京都散歩 その2

京都散歩 その2

2021年7月24日

南禅寺を抜けたら、もうお腹がすいていた。どこで何食べる?と言い合いながら、だらだら歩く。湯豆腐、いいなあ、と豆腐好きの私はつぶやくが、夫はそれほど心が踊らないらしい。
「瓢亭で食べる?」
なんて口走りやがる。瓢亭って、あなた、懐石料理がお一人様ン万円の世界じゃありゃしませんかね。と言うのに、ずんずん進む夫。
「いや、懐石弁当なら、もっとずっと安いはずなんだよ」
ですと。大丈夫かなあ。とおろついていたら、ほんとに瓢亭だよ。きれいな和服のおねえさんが、
「お食事ですか?」
と尋ねはる。
「こちらは、懐石のお食事でお一人三万円からになりますが、お隣りの別館ですとお弁当のご用意がございます。」
ですって。そうだよなあ。三万円の懐石を食べそうには見えないよな、我々。

別館へ入ると、静々と席へ案内される。確かに、懐石よりずっとリーズナブルな懐石弁当があるようだ。ほっとして、注文。来たのは、こんなお料理。それに、新生姜の炊き込みご飯と鱸のお吸い物もついたけど、夢中で食べたので、写真を撮り忘れてしまった・・・。

美味しいけど、卵はゆで卵じゃなくて、だし巻き卵のほうが嬉しかったかな、なんて言ってたら、なんと、実はこの卵が「瓢亭卵」といって、有名なんですと!いや、でも、これって、たしかにうまいけど、三谷幸喜さんが新聞に書いていた熱湯六分のゆで卵ですってば。ごめんよ、下衆なこと言って・・・。

お腹がいっぱいになったので、そこから、山県有朋の別荘だったという無鄰菴へ。その入口で、意外な出会いが。

私の傘、ソニア・リキエルなんですよ。赤地に白いチューリップがいくつか描かれている模様の。そしたらね、我々の前にいる年配のご夫婦の奥様が、私と全く同じのを持ってらして、
「まあ、同じ傘ですねえ。」
って。
「初めてです、同じ傘に会ったのは。これ、義母の形見なんですよ。」
なんて答えました。建物に入るとき、傘立てで間違えないようにしなくちゃ。でも、偶然だわー。なんだかほっこりしました。

と、余談はともかく。この無鄰菴のお庭の美しいことといったら。

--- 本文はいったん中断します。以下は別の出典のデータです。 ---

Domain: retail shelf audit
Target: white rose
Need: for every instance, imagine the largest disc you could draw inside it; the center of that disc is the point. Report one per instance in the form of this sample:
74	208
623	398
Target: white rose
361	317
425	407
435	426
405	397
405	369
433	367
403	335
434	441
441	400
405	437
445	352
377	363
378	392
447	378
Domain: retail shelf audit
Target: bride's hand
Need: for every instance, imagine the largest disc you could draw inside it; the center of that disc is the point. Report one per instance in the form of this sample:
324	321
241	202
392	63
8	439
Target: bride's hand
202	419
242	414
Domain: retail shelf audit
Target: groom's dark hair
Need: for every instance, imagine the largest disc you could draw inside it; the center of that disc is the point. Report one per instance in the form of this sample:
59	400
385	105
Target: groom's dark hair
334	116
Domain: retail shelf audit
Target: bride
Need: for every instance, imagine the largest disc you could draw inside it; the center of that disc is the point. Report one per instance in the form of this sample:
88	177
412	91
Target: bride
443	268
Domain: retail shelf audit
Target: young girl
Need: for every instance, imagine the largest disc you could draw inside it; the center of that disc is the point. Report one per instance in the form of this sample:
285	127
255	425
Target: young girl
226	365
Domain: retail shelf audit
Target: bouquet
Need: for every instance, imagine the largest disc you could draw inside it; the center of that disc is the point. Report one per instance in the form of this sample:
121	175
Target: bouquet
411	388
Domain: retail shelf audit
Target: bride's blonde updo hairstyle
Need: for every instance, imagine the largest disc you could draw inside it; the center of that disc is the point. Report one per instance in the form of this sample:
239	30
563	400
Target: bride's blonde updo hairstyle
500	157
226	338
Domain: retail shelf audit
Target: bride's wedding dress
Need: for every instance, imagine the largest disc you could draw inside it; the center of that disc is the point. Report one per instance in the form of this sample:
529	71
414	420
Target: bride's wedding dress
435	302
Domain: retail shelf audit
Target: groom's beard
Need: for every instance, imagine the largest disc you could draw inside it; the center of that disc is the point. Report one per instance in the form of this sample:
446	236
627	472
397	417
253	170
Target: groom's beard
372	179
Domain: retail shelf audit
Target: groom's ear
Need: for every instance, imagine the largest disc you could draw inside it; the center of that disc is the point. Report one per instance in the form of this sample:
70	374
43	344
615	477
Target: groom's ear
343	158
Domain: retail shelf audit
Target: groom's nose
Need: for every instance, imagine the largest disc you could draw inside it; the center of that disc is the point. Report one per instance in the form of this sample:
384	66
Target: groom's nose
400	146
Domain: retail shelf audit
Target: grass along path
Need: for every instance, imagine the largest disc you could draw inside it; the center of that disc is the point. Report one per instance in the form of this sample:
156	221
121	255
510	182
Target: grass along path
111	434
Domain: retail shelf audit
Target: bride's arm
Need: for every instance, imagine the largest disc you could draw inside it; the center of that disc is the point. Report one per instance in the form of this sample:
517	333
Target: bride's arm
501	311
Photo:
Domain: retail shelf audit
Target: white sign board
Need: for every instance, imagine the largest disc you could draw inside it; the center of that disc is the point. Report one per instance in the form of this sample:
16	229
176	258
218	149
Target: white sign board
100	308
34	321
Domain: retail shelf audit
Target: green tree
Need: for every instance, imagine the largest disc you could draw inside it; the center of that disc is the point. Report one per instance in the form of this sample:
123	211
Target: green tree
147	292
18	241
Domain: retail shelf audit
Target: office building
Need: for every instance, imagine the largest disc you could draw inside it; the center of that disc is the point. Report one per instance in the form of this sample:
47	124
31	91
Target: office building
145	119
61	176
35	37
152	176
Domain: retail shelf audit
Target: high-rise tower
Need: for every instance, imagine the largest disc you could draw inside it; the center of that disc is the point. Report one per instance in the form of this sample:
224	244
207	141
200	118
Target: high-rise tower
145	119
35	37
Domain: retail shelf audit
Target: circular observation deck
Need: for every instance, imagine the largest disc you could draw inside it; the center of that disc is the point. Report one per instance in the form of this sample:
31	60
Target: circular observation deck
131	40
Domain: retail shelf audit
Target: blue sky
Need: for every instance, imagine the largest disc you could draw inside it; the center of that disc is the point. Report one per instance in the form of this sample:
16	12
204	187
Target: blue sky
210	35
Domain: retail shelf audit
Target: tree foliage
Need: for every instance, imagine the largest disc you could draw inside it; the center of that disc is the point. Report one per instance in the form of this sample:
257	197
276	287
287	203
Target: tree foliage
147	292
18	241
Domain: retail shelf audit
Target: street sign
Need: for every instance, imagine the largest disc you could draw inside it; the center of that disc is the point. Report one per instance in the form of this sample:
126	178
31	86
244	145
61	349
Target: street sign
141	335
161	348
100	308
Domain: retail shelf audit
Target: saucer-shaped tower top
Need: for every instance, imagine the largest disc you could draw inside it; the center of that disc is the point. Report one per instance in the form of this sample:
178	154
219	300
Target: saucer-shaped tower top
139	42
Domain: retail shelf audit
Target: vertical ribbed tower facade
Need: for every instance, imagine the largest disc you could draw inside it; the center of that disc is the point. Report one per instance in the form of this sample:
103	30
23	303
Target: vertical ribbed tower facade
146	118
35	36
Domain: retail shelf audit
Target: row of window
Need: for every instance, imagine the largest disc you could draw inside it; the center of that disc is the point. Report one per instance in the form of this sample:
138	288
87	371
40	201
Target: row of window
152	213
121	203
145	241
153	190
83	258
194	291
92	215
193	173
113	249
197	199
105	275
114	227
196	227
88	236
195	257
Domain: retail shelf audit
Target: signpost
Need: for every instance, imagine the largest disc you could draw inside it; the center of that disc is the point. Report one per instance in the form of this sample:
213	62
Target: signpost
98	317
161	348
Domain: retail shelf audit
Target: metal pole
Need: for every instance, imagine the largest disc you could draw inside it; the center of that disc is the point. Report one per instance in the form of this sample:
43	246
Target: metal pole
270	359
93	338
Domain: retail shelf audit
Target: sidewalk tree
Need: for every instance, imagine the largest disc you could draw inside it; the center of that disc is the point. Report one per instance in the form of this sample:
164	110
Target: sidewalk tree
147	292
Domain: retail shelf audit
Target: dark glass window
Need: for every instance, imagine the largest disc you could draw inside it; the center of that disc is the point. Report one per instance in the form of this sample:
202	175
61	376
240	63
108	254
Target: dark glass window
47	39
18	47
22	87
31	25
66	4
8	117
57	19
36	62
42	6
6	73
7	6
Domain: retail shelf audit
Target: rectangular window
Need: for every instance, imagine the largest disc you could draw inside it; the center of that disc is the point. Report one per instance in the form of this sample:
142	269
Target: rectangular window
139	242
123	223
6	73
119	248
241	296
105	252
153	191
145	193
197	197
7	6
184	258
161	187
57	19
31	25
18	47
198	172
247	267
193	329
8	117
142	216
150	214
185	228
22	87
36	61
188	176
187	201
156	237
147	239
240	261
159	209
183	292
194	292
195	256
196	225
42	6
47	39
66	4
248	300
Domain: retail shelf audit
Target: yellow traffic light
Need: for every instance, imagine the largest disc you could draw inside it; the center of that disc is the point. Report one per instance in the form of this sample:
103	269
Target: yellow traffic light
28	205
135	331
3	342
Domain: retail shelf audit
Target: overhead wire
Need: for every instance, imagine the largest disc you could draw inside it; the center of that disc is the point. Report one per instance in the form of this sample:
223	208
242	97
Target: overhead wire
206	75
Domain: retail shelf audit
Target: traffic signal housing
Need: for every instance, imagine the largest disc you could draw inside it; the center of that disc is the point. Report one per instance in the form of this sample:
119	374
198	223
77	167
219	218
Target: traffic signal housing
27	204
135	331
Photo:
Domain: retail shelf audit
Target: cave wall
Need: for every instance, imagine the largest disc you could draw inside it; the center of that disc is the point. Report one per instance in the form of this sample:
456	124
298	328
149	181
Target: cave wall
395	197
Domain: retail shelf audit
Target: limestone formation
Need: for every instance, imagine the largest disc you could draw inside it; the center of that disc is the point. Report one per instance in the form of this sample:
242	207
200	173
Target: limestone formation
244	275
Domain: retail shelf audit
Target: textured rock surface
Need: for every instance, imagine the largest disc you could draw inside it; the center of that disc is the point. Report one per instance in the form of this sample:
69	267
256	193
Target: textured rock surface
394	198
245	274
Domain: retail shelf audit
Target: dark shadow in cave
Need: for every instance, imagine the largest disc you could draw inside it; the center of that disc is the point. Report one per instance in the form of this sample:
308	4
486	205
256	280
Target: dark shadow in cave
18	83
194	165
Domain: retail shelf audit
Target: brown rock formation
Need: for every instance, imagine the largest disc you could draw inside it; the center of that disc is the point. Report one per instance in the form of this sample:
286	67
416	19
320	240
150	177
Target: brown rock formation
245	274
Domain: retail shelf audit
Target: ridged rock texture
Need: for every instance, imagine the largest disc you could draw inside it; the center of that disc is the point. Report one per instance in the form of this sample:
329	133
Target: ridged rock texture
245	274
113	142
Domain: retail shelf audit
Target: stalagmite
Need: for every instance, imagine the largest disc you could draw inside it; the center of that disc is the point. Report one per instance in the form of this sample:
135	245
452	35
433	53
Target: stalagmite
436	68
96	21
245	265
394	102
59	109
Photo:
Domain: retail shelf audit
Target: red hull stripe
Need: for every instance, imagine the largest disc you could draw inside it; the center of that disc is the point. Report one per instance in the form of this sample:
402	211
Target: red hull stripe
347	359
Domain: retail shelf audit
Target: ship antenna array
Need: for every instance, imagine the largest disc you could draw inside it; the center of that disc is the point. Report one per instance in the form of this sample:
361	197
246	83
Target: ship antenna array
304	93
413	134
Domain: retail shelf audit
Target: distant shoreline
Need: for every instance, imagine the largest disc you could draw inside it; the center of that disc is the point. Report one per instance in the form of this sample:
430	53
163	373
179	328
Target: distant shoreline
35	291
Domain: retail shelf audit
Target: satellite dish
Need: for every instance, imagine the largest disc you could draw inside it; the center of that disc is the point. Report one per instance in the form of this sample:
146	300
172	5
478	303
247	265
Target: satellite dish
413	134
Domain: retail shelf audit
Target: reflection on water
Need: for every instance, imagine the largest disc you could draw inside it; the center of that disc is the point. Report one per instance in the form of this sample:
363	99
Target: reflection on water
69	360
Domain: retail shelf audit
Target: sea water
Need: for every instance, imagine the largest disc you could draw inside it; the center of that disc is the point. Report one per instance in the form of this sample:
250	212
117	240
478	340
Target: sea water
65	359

琵琶湖の疎水が流れています。庭の池といったら、普通、溜め水でしょう?でも、これは疎水だから、流れていくのよ。さらさらと流れる水の気持ちのいいことといったら。

ああ、こんなお庭があったなんて。金持ちってすごい。でも私いらない、この庭。管理するのたいへんだもの。持ってなくていいから、ちゃんと誰かが管理して、私が見たいと思ったときにはいつでも見られるようにしておいてくれたら、私はそれでいいわ。

なんて思ってしまう。そういえば、志摩の真珠島でも、小樽のベネチアングラス美術館でも、同じことを思ったなー。私ってば、所有欲が管理のめんどくささに負けるタイプらしい。